Надежда Михайловна рассказала мне, что до войны ходили различные комиссии с рейдами по квартирам и всегда отмечали ту, в которой они жили. Мать Надежды Михайловны, Прасковья Тимофеевна, была отменной хозяйкой.
Когда они вернулись после войны, то увидели выбитую взрывной волной входную дверь. В одной из комнат жильцы разводили кур. Но главным было, что они вернулись в свой дом и свою квартиру. Из всей мебели остались только покореженный шкаф и кровать.
В детстве Нелля старалась не унывать. Её дом был замечательным и двор таким же. Она часто смеялась. Её даже не удручало, что среди ровесников было больше мальчишек. Она с ними играла на равных. Главной заводилой нашего двора была Таня Арутинова. Однажды её дочь из Австралии прислала мне письмо, что она с удовольствием читает мои истории о бабушке Циле и мальчике Гарике.
Моя двоюродная сестра Белла долгое время дружила с Софой Шкраб из второй квартиры. Софа была тоненькой, как свеча, и занималась на фортепьяно в музыкальной школе.
Они с Беллой не поделили жениха и поссорились. Софкин отец — дядя Абрам — любил улыбаться собственным мыслям. Он умудрялся собирать черно-белые телевизоры из запчастей и был лучшим телемастером улицы Прохоровской (тогда она называлась Хворостина).
Софкин брат Леонид увлекался точными науками, лицо его всегда было строгим. Потом он неожиданно стал мастером по ремонту часов. Софа стала маклером по недвижимости.
Нелле Софа и Белла нравились, но она с ними не дружила, ведь они были старше на четыре года.
Нина Васютинская из пятой квартиры окончила Морской университет. Альберт Шевчук из первой квартиры стал спортсменом. Почти все внуки первых жильцов этого дома получили хорошее образование, стали инженерами, врачами, моряками. Нелля Степанец окончила медучилище. Три раза безуспешно пыталась поступить в медицинский институт. В конце концов, она получила университетский диплом биолога. Работала врачом-лаборантом в роддомах, младшим научным сотрудником в институте Филатова. С первым своим мужем Сергеем Цимбалюком прожила восемь лет.
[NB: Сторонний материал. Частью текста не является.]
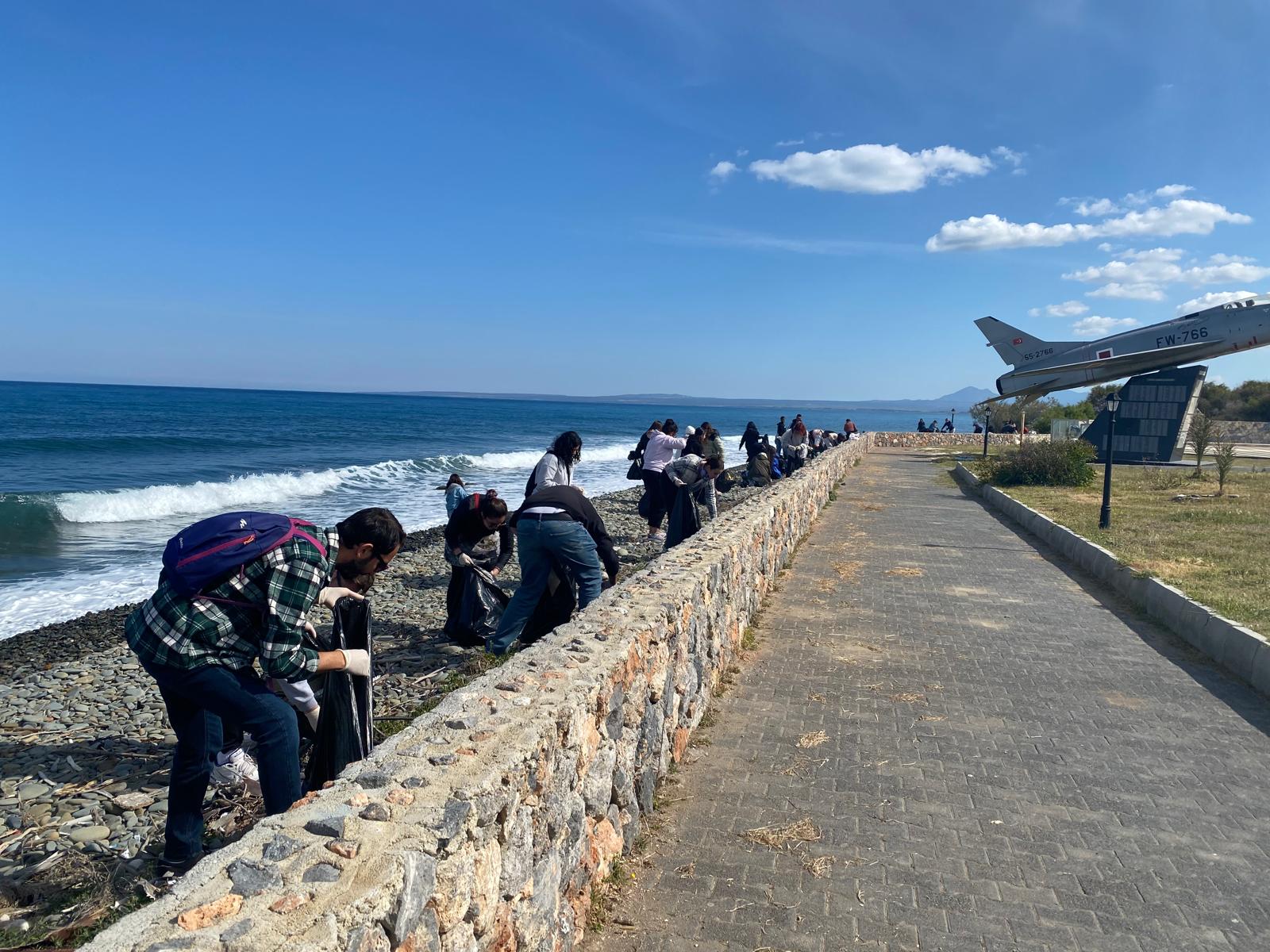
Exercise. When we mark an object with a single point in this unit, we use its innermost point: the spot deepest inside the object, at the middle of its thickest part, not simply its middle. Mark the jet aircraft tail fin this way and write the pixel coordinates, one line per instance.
(1009, 342)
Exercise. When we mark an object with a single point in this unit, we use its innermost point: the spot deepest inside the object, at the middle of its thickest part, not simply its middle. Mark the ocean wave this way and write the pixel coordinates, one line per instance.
(150, 503)
(36, 602)
(235, 493)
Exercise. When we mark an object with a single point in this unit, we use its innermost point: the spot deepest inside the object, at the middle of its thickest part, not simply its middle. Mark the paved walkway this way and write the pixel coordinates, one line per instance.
(1014, 761)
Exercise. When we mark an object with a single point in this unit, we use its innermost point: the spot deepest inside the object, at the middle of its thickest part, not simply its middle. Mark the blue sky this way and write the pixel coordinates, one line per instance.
(787, 200)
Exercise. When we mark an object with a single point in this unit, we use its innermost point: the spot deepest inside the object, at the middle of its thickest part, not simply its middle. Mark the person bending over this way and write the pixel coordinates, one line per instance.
(696, 474)
(201, 651)
(658, 452)
(556, 467)
(556, 526)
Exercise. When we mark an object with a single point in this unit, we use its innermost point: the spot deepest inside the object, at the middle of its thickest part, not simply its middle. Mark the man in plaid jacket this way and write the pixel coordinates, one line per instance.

Со вторым мужем Анатолием Мартыненко познакомилась на дне рождения своего приятеля. Чуть было не ушла, но в последний момент решила задержаться. Анатолий был талантливым архитектором, возглавлял городское управление по охране архитектуры. К сожалению, он рано покинул этот мир.
Самый большой недостаток этого дома, что в нем невозможно говорить громко. Впрочем, соседи на Молдаванке всегда ВСЁ знали друг о друге. Это не лучший дом Молдаванки, но в нем что-то есть. Одной из нынешних обитательниц я сказал, что собираюсь о нем написать. Она мне явно не поверила.
Дочка Нелли и Анатолия Мартыненко Катя в детстве хорошо рисовала, некоторое время мечтала стать моделью. В ней наверняка остался дух Молдаванки. Этот дом умеет хранить свои тайны. Кажется, что моя бабушка Циля до сих пор кормит восемь дворовых котов самой мелкой рыбешкой с «Привоза», а они, благодарные, трутся о ее ноги и мурлычут о чем-то своем.